Let me explain. I was pregnant for the third time the summer of 2011. Maybe I felt that between the job, two kids, and a husband who likes to leave his dirty socks and towels on the floor I needed a little more work. So I ordered a CSA box. No clue what that is? Click here.
“Lovely”, “Fresh veggies!”, “All summer long!”….you may think all of these things, and you would be severely misled. The people who can handle the onslaught of a CSA box for 22 straight weeks either have 1) an army of angry vegan men at home who demand a sustainably-grown dinner every night, 2) several hours (times ten) of free time to lovingly wash, prep, store and cook a large box of dirt-caked vegetables every week, or 3) an insane desire to make truckloads of vegetarian lasagna.
I was shoehorned into the third category, but not by choice. It was the only meal I could make on a mass-produced scale to use up the mountain of chard and kale that landed on my doorstep every Tuesday. It was like whack-a-mole meets Gordon Ramsay’s Kitchen Nightmares.
Before I start to sound ungrateful, let me concede that it was one of the more satisfying projects I’ve ever undertaken in the kitchen. But I was totally overwhelmed. Maybe it was that I was too accustomed to Whole Foods sanitizing my veggies with a firehose before they land on the shelves. Or that I just had too much going on at work. Or that I GAVE BIRTH that summer and could have used a little less time on my feet. Like someone who pigs out on pizza and can never hear the word again, I thought my relationship with kale was forever doomed.
But who was I kidding? Because kale is life changing, perfection, despite having to dig those little green bits out of your teeth afterwards. There is a reason that the Chicago Sun Times recently reported that “kale is the new bacon.” And can’t we all agree that everyone loves bacon? Even if you say you don’t, we know you’re lying.
Not only is kale a superfood, packed with antioxidants, including 206% the recommended daily dose of vitamin A, but it also tastes great and can be used in just about any recipe you can dream up.

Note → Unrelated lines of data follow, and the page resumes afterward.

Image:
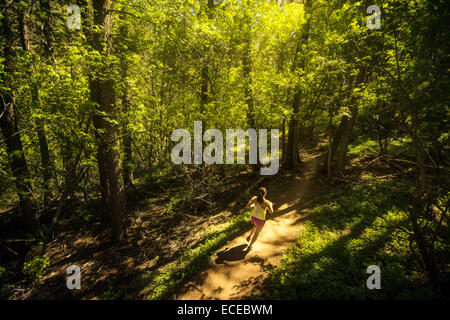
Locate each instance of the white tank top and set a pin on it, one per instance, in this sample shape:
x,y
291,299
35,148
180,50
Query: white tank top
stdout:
x,y
259,212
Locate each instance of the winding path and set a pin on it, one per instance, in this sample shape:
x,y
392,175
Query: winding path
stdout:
x,y
232,272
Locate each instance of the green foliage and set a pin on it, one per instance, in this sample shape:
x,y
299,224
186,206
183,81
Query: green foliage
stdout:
x,y
348,230
191,261
4,290
363,146
37,267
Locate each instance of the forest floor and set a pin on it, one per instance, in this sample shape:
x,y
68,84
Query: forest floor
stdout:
x,y
235,273
157,237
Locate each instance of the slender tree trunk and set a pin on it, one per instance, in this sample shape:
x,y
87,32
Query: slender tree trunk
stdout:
x,y
9,127
345,140
425,252
102,93
292,158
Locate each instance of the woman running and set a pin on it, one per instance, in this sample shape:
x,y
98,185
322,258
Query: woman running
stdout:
x,y
260,204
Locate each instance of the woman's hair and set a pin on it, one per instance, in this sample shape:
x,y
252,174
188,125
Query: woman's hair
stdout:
x,y
261,194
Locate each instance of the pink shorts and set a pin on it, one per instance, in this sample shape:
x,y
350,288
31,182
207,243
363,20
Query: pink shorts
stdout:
x,y
258,222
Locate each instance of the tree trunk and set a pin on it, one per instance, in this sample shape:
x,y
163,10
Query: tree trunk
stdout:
x,y
10,130
102,94
292,158
425,252
346,136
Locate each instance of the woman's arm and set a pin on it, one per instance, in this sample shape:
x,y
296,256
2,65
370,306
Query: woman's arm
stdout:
x,y
252,201
270,206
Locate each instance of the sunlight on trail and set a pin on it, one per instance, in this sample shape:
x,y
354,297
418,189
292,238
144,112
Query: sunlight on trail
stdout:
x,y
234,273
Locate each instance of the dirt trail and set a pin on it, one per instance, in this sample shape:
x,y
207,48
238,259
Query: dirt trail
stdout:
x,y
233,273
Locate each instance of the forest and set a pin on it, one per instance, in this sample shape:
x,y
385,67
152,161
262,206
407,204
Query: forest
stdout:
x,y
103,173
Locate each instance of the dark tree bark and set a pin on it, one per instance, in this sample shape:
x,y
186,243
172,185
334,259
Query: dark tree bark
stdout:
x,y
292,158
9,126
102,94
35,99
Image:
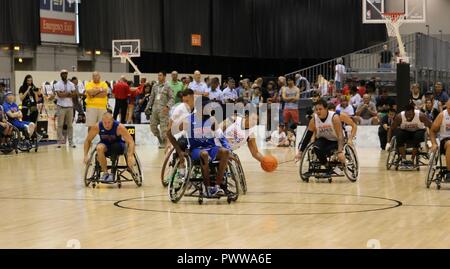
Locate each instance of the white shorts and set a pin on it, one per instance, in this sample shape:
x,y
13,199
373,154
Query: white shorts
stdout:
x,y
366,122
94,116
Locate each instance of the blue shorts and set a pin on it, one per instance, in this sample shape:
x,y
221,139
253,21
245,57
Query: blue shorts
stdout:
x,y
212,152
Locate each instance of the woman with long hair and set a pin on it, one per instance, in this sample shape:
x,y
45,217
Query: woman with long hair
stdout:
x,y
30,96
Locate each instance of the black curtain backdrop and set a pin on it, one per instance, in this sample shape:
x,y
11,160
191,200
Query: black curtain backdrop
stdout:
x,y
288,29
19,22
182,18
101,21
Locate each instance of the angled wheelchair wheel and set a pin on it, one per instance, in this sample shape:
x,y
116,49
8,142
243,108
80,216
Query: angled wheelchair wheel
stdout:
x,y
232,183
392,156
432,169
167,168
351,168
178,184
305,164
91,170
138,176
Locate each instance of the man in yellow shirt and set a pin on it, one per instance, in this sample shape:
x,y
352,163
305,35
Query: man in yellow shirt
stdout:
x,y
96,100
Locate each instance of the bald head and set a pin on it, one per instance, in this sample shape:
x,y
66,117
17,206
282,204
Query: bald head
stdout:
x,y
197,76
96,77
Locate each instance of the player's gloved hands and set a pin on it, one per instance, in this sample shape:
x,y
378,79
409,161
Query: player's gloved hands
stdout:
x,y
298,156
434,148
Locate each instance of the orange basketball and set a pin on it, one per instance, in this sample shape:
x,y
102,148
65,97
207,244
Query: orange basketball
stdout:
x,y
269,163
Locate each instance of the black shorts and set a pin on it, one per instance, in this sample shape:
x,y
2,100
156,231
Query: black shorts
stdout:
x,y
442,145
410,138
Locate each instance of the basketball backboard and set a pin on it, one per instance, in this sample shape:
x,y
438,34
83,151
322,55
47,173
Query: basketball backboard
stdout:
x,y
132,47
414,10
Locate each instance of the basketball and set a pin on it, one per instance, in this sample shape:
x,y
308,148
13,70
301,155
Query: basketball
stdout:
x,y
269,163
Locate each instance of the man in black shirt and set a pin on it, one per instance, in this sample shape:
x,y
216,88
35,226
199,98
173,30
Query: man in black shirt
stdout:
x,y
385,124
386,58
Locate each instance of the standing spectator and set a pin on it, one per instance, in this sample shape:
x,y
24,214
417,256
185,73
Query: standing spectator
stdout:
x,y
366,114
440,94
121,91
78,100
247,91
339,73
2,92
384,102
417,96
385,125
176,86
65,91
355,98
29,95
96,100
207,81
302,83
291,96
362,88
142,104
160,102
385,58
215,93
323,85
344,107
230,94
256,95
198,86
430,111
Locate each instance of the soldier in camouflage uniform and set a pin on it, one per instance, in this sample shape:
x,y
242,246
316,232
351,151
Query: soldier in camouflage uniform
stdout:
x,y
160,102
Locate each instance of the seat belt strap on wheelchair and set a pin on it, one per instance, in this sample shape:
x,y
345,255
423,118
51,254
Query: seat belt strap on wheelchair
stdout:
x,y
306,140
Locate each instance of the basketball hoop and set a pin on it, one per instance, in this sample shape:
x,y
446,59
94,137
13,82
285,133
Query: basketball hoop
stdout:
x,y
123,57
393,21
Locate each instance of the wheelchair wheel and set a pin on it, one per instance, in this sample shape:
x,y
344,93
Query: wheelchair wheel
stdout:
x,y
167,168
177,186
393,155
351,168
138,176
232,183
239,174
91,171
305,163
432,169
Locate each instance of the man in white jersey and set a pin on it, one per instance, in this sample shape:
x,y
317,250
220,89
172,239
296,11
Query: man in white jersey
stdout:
x,y
441,126
327,126
409,127
241,130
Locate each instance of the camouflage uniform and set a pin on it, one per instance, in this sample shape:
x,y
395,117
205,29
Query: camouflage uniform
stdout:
x,y
161,97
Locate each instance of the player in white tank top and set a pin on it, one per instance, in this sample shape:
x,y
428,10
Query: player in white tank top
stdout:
x,y
240,131
410,126
441,126
328,129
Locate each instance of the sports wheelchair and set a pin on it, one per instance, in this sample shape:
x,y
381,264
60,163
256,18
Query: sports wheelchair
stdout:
x,y
171,158
191,183
310,165
437,170
394,158
117,167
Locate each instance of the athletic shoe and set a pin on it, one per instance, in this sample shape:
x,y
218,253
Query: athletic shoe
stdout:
x,y
447,177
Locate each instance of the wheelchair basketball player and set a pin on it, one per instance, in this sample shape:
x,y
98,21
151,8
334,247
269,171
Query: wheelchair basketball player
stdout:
x,y
113,137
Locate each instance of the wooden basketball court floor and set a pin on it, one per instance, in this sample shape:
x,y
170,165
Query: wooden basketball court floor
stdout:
x,y
44,204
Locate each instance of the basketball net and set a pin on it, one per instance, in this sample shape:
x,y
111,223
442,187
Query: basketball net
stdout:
x,y
123,57
393,22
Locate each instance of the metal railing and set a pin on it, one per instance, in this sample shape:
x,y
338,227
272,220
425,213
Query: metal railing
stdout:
x,y
429,58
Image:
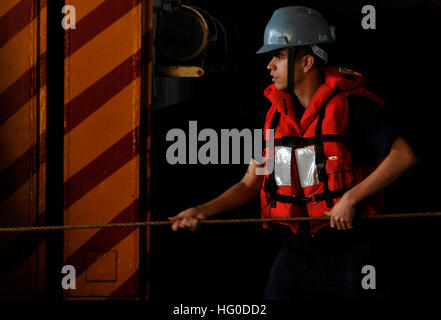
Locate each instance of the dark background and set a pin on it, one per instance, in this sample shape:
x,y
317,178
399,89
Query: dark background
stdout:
x,y
401,61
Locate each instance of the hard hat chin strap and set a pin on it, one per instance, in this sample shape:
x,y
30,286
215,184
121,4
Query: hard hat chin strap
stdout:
x,y
291,58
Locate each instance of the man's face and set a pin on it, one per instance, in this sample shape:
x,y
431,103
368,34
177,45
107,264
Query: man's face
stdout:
x,y
278,68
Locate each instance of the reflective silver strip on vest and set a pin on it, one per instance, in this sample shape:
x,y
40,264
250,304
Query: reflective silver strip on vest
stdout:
x,y
305,158
282,169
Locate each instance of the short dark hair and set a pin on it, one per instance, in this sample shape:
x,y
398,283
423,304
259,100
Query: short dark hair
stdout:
x,y
319,63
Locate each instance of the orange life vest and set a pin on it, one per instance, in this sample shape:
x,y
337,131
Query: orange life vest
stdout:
x,y
313,167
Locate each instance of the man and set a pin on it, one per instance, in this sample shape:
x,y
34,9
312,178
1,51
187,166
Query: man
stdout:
x,y
329,125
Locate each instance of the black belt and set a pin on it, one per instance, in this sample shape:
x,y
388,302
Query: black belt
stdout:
x,y
312,198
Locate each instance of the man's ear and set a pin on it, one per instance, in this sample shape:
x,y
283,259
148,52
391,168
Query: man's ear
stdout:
x,y
308,62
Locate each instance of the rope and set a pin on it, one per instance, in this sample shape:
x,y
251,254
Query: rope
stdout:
x,y
223,221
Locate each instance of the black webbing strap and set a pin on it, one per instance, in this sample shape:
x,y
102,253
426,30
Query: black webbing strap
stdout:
x,y
300,142
270,183
314,198
291,59
320,158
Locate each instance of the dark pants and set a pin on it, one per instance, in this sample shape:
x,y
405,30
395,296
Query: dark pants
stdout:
x,y
328,265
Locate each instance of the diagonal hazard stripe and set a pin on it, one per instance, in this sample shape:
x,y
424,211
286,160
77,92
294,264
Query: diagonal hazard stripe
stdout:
x,y
105,239
17,18
126,289
79,108
21,91
21,170
97,21
100,168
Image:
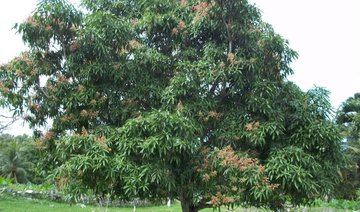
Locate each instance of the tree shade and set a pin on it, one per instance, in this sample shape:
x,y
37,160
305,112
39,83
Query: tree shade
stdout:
x,y
172,99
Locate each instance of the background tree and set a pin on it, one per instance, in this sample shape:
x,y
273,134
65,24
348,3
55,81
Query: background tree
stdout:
x,y
349,117
15,159
180,99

Like this lemony and light weeknight pasta, which takes nothing more than dressing your kale like a salad, tossing in some pasta, and adding a fistful of shaved pecorino. I’d better watch out – if kale makes it too easy on me I might spring for that CSA box again.
- 1 bunch curly kale, washed and dried
- 1.5 teaspoons of salt, plus more for salting the pasta water
- Pinch of red pepper flakes, omitting if your kids are eating it
- Freshly-ground black pepper, to taste
- 4 Tablespoons olive oil
- 2-3 Tablespoons of fresh-squeezed lemon juice or to taste
- 1 lb spaghetti
- ¼ cup pecorino, finely shredded (I like to use a microplane)
- Take the ribs out of your curly kale, take the ribs out, and then finely shred (I just cut them horizontally to make thin strips).
- Add the kale to a bowl and add the 1 teaspoon of salt (don’t salt too much here as the pecorino is salty, and you can always add more later), black pepper, olive oil and lemon juice, and red pepper flakes.
- Toss the kale with the dressing and put it off to the side while you cook your pasta. Letting it sit for a while in the vinaigrette will help it soften a little.
- While your kale is softening, bring a large pot of salted water to boil. Make sure your water is salty like the sea!
- When boiling, add your spaghetti and cook according to the box directions until it’s done (generally few minutes).
- When pasta is done, reserve a cup of the cooking water, and then drain the pasta.
- Add the pasta to the bowl with the kale, and toss together.
- To moisten, add some of the pasta cooking water to the pasta, a few tablespoons at a time.
- Add most of your shredded cheese to the dish, and toss.
- Add the rest of the cheese to the top and serve.